Uns 32, 33… Era muito novo. Estava a acabar a especialização em Psiquiatria. O [José António Alves de Carvalho] Barrias veio ter comigo e perguntou-me se eu queria fazer uma consulta de Sexologia no [Hospital] Magalhães Lemos. Eu disse-lhe que não tinha experiência suficiente e ele disse-me que não tinha um tostão para me pagar. Fui. E começaram a aparecer alunos a pedir para estagiar. Cheguei a ter uma equipa de 14 pessoas, todas a trabalhar de graça. É das melhores recordações que eu tenho. Entretanto, uma das pessoas que tinha feito o curso era o Aurélio Gomes. Em 1989, quando arrancou a Rádio Nova, ele convidou-me para fazer um programa de sexologia com ele. Foi assim que surgiu O Sexo dos Anjos, que durou oito anos, até o Aurélio ir para Lisboa. Em 1991, escrevi um livro sobre o programa. A [produtora] Maria João Rolo Duarte foi ter com o Carlos Cruz, que ia começar o [programa televisivo] Carlos Cruz Quarta-Feira, disse-lhe que lesse o livro e que ouvisse o programa. E depois recebi uma chamada [telefónica] a convidar-me para uma entrevista. Falei com o meu "irmão" mais velho na sexologia, o Francisco Allen Gomes, e o Chico disse-me: "Não podes recusar. É a nossa oportunidade." E aconselhou-me a ir um bocadinho mais bem vestido do que de costume… E lá me apresentei, de fato e gravata. Quando a entrevista terminou, o Carlos Cruz disse-me que eu não poderia aceitar um convite para fazer um programa de televisão sem antes falar com ele. Quando recebi esse convite, três meses mais tarde, falei com o Carlos Cruz. Lá gravei o primeiro programa e, quando me preparava para gravar o segundo, estava uma pequena multidão [de jornalistas] à porta do estúdio porque o [jornalista e crítico] Mário Castrim tinha feito uma boa crítica ao programa. (…) A certa altura começaram a chover cartas de associações de pais, de conselhos diretivos, de associações de alunos a pedir as cassetes. Mas a minha vida continuou a ser no Porto. O [Carlos] Cruz achava que depois do Sexualidades viria outro programa. Mas eu dava aulas no Porto, tenho consultório no Porto e tenho a família no Porto. Quando acabou o Sexualidades vim embora e só voltei a fazer televisão, anos largos depois, e no Porto [programa Esses Difíceis Amores]. A rádio é que esteve sempre presente.

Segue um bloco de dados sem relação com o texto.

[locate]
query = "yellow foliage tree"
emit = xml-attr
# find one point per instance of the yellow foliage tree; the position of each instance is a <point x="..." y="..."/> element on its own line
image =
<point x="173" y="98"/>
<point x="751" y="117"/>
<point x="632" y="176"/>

Mas é a televisão que marca um ponto de viragem…

Sim, é verdade. Eu estava habituado a falar para um anfiteatro cheio, mas não tinha nenhuma noção do share, nem sentia essa pressão. No estúdio, estávamos quatro pessoas. Saíamos dali e íamos beber uns copos à Feira Popular. Não estava preparado para ser parado na rua, as pessoas punham-me questões e de repente lá estava um pequeno ajuntamento. Em termos gerais, eu fui muito bem tratado. Também recebi ameaças de morte e insultos, mas eram coisas residuais…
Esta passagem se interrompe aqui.